At one training event, he said to the PEP staff and volunteers, "You need to start working with youth a long time before they're paroled. They have to get to know you before they are on the "outs". Once they're released, it's a lot harder for you to keep in touch with them, unless they know you're someone they can trust."
PEP has been working hard to respond to what this youth - and others - have said. PEP Case Managers attend Multi-Disciplinary Team meetings for youth as soon as possible after they are committed to a juvenile facility. With information gleaned there and from other sources, the PEP staff can better know the youth's needs and match them with an appropriate team of mentors.

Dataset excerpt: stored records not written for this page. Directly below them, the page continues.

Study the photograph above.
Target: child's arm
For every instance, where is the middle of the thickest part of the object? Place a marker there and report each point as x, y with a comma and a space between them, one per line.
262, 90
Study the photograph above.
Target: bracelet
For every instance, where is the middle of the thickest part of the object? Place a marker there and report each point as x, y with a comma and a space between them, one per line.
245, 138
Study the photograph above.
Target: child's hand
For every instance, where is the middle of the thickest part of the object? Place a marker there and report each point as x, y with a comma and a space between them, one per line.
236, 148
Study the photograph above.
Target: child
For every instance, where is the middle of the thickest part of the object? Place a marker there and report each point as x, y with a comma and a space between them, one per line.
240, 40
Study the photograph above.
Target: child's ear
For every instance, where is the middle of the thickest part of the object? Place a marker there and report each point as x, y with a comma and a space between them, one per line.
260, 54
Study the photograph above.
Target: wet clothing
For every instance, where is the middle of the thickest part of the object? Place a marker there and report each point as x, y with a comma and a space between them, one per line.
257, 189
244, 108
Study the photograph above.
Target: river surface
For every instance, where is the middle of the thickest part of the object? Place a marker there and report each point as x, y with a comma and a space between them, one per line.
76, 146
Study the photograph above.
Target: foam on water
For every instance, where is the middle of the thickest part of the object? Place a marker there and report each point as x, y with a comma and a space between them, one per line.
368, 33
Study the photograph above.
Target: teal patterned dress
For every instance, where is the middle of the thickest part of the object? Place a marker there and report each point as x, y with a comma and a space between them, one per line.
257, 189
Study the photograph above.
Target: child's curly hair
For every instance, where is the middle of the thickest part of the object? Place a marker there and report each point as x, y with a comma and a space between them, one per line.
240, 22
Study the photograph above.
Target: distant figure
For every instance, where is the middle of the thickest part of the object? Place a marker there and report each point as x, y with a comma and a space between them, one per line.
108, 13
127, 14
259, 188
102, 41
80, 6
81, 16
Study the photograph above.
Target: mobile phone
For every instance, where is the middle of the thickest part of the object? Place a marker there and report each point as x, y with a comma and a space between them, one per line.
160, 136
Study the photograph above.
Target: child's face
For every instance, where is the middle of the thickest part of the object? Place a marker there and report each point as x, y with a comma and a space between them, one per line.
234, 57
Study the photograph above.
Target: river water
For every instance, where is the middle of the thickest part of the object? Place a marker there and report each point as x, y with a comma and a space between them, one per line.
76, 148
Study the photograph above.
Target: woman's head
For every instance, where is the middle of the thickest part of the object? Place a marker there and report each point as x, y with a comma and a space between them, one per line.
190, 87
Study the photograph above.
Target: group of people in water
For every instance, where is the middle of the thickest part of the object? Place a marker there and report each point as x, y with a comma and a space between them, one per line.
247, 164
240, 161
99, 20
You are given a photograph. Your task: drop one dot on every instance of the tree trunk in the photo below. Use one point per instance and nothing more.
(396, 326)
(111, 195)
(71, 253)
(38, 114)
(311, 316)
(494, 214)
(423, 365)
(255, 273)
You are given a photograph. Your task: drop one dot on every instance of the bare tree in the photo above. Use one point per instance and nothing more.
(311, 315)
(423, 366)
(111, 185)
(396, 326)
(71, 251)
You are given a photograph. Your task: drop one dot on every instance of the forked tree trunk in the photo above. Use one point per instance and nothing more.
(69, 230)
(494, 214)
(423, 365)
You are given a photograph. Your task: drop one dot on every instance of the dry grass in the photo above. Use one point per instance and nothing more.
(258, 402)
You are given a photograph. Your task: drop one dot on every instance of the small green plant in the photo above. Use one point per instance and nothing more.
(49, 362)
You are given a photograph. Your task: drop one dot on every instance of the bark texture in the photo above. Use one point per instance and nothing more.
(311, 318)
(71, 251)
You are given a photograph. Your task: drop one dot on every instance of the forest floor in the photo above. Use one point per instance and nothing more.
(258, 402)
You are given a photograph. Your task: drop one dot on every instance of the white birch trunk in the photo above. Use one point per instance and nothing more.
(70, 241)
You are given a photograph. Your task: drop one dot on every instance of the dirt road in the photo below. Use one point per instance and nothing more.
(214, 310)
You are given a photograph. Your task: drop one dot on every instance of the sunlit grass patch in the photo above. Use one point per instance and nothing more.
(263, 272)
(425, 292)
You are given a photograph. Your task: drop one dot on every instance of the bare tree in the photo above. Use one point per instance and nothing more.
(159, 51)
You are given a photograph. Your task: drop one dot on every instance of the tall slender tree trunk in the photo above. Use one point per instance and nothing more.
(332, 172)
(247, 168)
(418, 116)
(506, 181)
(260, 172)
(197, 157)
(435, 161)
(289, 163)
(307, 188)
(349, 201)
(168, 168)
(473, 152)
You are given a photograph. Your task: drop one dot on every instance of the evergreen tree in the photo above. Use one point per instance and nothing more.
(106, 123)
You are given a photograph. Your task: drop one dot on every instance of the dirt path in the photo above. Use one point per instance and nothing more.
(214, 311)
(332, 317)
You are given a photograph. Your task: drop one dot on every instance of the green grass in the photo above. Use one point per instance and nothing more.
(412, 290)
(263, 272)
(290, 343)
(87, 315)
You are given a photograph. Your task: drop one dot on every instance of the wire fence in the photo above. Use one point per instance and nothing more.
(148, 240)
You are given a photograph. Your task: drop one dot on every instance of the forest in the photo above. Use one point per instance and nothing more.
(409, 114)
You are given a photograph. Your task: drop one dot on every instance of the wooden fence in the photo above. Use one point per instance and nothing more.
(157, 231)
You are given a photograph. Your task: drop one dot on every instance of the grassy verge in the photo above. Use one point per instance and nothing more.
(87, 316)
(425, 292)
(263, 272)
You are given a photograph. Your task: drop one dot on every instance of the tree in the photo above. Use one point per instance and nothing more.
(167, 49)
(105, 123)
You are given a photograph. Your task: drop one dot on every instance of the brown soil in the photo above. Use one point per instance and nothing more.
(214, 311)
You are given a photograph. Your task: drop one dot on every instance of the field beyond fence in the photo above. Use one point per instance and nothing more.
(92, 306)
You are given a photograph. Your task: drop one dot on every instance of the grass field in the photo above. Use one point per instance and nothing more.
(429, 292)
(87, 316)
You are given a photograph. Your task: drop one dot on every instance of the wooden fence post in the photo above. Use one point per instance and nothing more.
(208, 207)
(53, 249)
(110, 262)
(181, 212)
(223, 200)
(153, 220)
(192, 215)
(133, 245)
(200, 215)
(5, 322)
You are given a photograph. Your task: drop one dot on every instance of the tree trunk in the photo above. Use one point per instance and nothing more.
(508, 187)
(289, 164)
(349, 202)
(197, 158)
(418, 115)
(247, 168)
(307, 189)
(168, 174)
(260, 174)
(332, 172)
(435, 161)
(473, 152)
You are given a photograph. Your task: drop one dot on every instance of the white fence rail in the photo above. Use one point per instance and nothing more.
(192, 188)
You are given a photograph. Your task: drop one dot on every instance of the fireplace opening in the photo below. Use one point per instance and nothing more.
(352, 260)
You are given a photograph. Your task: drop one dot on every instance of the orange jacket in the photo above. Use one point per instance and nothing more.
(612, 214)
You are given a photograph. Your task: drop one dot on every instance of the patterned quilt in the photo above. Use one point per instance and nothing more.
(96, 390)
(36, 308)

The training of volunteers is crucial to the success of PEP. Foundational preparation helps them become familiar with the program, learn about the youth, anticipate issues that may arise, and most important of all, learn how to listen. Through panel discussions and role-plays, mentors have a glimpse of how the youth may view the relationship.
This youth and her PEP Case Manager are speaking to volunteers about their experiences. She was tutored for many months by a mentor from a Mennonite church. As her release date neared, a second mentor from the United Church of Christ joined the partnership. She has now completed her parole and is living with her mother, who recently was herself released from an institution.